Shir raised his eyebrows and tilted his head in her direction. I nodded. We are not capable of genuine compassion.
Nuphar sighed and raised her head. Her eyes were red. I made a note to add this item to the programming of my next backup. She sniffled, put her hands on the desk, and the keyboard reappeared beneath her hands. “Go on,” she said. “Dates. Locations. Major battles. How many invasions there were. Go on.”
We didn’t reply. Nuphar raised her voice. “Come on, robots, start talking.”
I cleared my throat.
“And don’t make this noise.” Nuphar straightened up. “You don’t have to breathe. You’re just a machine in a humanlike bag.”
“But we do breathe,’ said Shir. Despite his stiffened body, his voice was calm. “We have pain fibers. We feel and behave like Human Beings.”
“But you are not human beings,” Nuphar raised her voice again. “You’re just… just…” Her voice broke. She snuffled again. And again. But this time she didn’t lower her head or shift her glance. I looked at her.
“If we weren’t here, you’d have had nowhere to come back to,” I said.
“We’re not coming back,” Nuphar interrupted me. She wiped her nose. “There’s nowhere to come back to. We’ll seal the Library and move on, like always, and stop again in three hundred years to see if anything may have changed.”
“Nothing will have changed.” Shir sat very straight. “We’ll go on exploding, and when you come back you’ll find Earth still…”
“Full of machines,” Nuphar completed his sentence for him, and there was a sting in her voice. She glared at me. “Do you wish to make a protest also?”
I nodded.
“So come on. Proceed.” Nuphar spread her fingers over the keyboard.
“I just think,” I said quietly, “that this decision is not up to you.”
She did not answer. She just looked at me.
“There are more than two thousand Human Beings in here. As you told us yourself. You explained that you live in an organized anarchy. The decision whether to stop, move on, or come out must be made by all. Otherwise you’ll be trampling all over their rights.”
Nuphar continued to stare at me. I returned her gaze. My internal programming said that after ten seconds I must blink, and after thirty seconds I must lower my eyes. These intervals were set by Romi Potashnik when she created the very first backup.
After half a minute, I lowered my eyes. I waited. The room was silent.
Nuphar sighed. “Okay,” she said finally. I raised my head. She removed her fingers from the keyboard.

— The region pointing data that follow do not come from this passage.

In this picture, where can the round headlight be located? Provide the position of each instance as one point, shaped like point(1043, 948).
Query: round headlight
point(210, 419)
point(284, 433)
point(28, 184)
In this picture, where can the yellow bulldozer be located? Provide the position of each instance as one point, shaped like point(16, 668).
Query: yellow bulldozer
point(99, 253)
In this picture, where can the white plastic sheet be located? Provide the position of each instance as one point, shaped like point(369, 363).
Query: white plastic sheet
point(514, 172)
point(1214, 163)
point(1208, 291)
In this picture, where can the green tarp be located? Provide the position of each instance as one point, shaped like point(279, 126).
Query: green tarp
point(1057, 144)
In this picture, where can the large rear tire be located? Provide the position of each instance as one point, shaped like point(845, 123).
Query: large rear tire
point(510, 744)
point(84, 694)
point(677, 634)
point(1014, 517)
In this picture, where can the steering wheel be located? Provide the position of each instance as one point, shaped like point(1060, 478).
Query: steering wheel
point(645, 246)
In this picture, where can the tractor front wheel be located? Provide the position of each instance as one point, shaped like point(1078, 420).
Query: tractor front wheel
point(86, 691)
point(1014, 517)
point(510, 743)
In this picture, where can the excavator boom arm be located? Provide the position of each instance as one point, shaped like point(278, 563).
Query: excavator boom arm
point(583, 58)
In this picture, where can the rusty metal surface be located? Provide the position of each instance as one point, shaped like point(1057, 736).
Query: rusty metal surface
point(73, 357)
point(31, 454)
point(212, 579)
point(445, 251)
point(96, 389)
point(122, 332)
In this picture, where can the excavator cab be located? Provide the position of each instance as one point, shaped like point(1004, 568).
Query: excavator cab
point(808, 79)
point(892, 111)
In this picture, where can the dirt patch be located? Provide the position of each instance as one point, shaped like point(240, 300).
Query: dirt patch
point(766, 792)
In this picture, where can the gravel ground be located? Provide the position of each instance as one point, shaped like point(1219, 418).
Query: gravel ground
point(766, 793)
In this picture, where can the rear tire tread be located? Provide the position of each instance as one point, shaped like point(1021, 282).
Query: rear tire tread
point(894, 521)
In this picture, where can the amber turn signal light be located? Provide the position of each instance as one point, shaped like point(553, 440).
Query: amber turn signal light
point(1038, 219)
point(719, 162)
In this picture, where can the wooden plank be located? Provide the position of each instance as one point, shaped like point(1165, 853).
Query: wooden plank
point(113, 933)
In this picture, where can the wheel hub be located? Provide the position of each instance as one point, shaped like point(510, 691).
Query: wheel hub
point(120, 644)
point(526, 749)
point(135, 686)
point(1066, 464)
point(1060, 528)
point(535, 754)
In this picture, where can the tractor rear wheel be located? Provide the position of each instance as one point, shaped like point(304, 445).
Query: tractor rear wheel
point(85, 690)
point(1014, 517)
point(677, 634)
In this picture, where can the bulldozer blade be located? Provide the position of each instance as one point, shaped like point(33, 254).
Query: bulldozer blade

“I’m going to call a general meeting.” She bit her lower lip. “And you will not interfere.” She hesitated for a moment. “This is an order, hear?”
We nodded. She could not change our programming, but we knew we’d better not point out her mistake. Romi and Shir had programmed us, inputting the spectrum of permitted responses to Humans and specifying the chain of command. They had not known that Humankind was going to be wiped out in its entirety three hours after they completed their programming and that these reactions would become redundant, since there would not be any Humans to obey.
The meeting hall was crowded and noisy. I was unable to figure out the rules by which this was organized. Some shouted, some stood up on the desks and stomped their feet, some sat by and only made comments. Nuphar did all of the above, sometimes standing on a desk, sometimes stomping her feet, sometimes heckling speakers, sometimes doing all at the same time. Nobody ran the discussion or controlled it.